A 48-year-old man reports progressive exercise intolerance, shortness of breath, fatigue, and melena over the past month. He has a long history of Raynaud phenomenon, and 5 months ago he developed severe sclerodactyly in both hands, diagnosed as limited cutaneous systemic sclerosis (scleroderma).
He has no chest pain, swelling of the lower limbs, change in weight, cough, fever, chills, or sick contacts, and he has not traveled recently.
His symptoms began as fatigue and shortness of breath, which worsened until he began having episodes of abdominal pain with melena and dizzy spills, although he never passed out.
He is currently taking long-term low-dose prednisone and mycophenolate mofetil (Cell-Cept) for the systemic sclerosis, and omeprazole (Prilosec) for gastroesophageal reflux. His father had lupus, and his grandmother had colon cancer.
An outpatient workup for sclerosis-related lung and heart involvement is negative. The workup includes computed tomography of the chest, pulmonary function tests, and Doppler echocardiography.
He is afebrile, with a blood pressure of 105/60 mm Hg and a pulse of 98. His cardiopulmonary examination results are normal. He has mild epigastric tenderness without rebound or guarding. His hemoglobin concentration at the time of hospital admission is 7.8 g/dL, down from 14.5 g/dL recorded when limited cutaneous systemic sclerosis was diagnosed. Iron studies reveal iron deficiency.
The antral ectasia is treated with argon plasma coagulation during the endoscopic examination.
Afterward, the patient's hemoglobin stabilizes, and the melena resolves. He is discharged on an oral proton pump inhibitor, with instructions to follow up for another endoscopic session in 1 month.
GASTROINTESTINAL FEATURES OF SYSTEMIC SCLEROSIS
Sclerodermal disorders have diverse manifestations that always include characteristic cutaneous signs. While there are several well-recognized symptomatic conditions commonly associated with scleroderma, attention must also be paid to the less common causes of these symptoms.
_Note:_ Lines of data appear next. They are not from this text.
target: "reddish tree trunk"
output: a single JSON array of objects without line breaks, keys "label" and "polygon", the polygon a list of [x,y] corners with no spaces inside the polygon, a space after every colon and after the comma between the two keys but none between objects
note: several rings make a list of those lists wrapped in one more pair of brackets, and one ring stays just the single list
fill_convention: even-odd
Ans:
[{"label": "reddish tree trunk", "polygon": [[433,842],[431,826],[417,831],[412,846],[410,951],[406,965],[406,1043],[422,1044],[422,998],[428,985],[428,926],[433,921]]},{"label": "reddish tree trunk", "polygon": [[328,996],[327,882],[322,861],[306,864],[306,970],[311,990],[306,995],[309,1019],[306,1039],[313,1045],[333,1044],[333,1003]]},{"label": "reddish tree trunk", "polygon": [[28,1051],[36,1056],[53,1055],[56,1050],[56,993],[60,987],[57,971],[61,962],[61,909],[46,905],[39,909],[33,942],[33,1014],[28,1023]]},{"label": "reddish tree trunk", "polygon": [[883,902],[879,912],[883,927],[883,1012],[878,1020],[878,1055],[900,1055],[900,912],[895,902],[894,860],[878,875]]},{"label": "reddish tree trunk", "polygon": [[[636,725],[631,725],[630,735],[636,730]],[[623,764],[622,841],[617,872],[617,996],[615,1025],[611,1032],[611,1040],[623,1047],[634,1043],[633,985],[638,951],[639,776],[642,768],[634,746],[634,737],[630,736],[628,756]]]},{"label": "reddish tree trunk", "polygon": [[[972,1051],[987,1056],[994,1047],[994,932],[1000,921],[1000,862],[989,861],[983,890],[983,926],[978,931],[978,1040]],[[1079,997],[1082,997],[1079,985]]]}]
Scleroderma has gastrointestinal complications that can easily be missed and may not respond to immunomodulatory or proton pump inhibitor therapy: complications can include esophageal dysmotility, hypomotility, gastric paresis, reflux esophagitis, strictures, drug-related ulcer, malabsorption, bacterial overgrowth, and pseudo-obstruction.1
This patient had an underrecognized cause of dyspnea in the setting of systemic sclerosis. Vascular symptoms of limited cutaneous systemic sclerosis are typically attributed to Raynaud phenomenon; gastrointestinal symptoms are typically attributed to esophageal dysmotility; and associated dyspnea is often considered to represent pulmonary or cardiac involvement of the sclerosis. However, gastric antral vascular ectasia should be considered in any patient with scleroderma and evidence of anemia.
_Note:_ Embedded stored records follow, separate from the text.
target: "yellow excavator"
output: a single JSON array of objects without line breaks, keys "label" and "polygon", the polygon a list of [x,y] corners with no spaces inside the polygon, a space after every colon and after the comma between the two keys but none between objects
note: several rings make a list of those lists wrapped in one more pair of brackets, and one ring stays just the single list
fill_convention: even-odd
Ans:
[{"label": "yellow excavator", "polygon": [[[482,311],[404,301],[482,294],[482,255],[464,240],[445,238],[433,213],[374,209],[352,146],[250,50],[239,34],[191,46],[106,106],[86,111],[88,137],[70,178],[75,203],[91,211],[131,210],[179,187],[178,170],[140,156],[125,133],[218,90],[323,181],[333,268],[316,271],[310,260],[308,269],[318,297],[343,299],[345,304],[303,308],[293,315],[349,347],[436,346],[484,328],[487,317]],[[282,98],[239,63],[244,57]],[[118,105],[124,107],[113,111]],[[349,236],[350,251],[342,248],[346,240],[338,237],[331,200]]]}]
The prevalence of gastric antral vascular ectasia in patients with systemic sclerosis is estimated to be about 6%.2–4 It is a relatively rare cause of upper gastrointestinal blood loss that can be clinically silent until the patient develops severe iron deficiency anemia and symptoms of dyspnea, fatigue, or congestive heart failure.
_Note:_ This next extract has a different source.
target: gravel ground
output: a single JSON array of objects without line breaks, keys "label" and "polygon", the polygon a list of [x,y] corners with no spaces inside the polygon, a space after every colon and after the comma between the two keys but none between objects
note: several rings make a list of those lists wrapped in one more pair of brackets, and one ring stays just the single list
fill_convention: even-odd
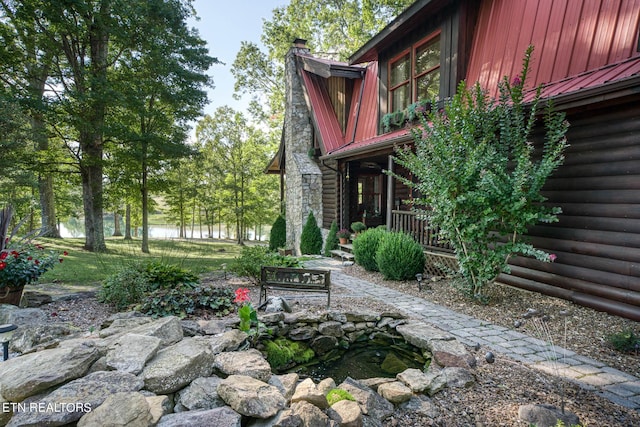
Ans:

Gastric antral vascular ectasia in scleroderma usually presents as iron deficiency anemia, and only presents overtly as hematemesis or melena 10% to 14% of the time.4 Because of the often occult nature of the bleeding, the condition may be clinically silent in the early phase. Symptoms of shortness of breath and fatigue may not develop until the anemia worsens rapidly or becomes severe. Anemia is present in almost all cases of gastric antral vascular ectasia (96% to 100%) and should be a strong clinical clue for early endoscopic evaluation in patients with scleroderma, especially if there is already suspicion of upper gastrointestinal bleeding.2–5
The distinctive endoscopic streaky pattern of ectasia along the stomach antrum seen in gastric antral vascular ectasia is called “watermelon stomach”4,5 because the striped pattern recalls the stripes of a watermelon. The endoscopic appearance can vary, however, from the watermelon pattern to a coalescence of angiodysplastic lesions termed “honeycomb stomach,” which can easily be mistaken for antral gastritis.4,5 Therefore, biopsy often serves to confirm the diagnosis, with histologic features including dilated mucosal capillaries with focal fibrin thrombosis and fibromuscular hyperplasia of the lamina propria.
Gastric antral vascular ectasia often requires multiple transfusions of red blood cells, as well as repeated treatments with endoscopic argon plasma coagulation, whereby ionized argon gas is used to conduct an electric current that coagulates the surface of the mucosa to a few millimeters depth.4–6
A knowledge of the association between scleroderma and gastric antral vascular ectasia can lead to earlier recognition and treatment and can avoid unnecessary testing and complications of severe anemia.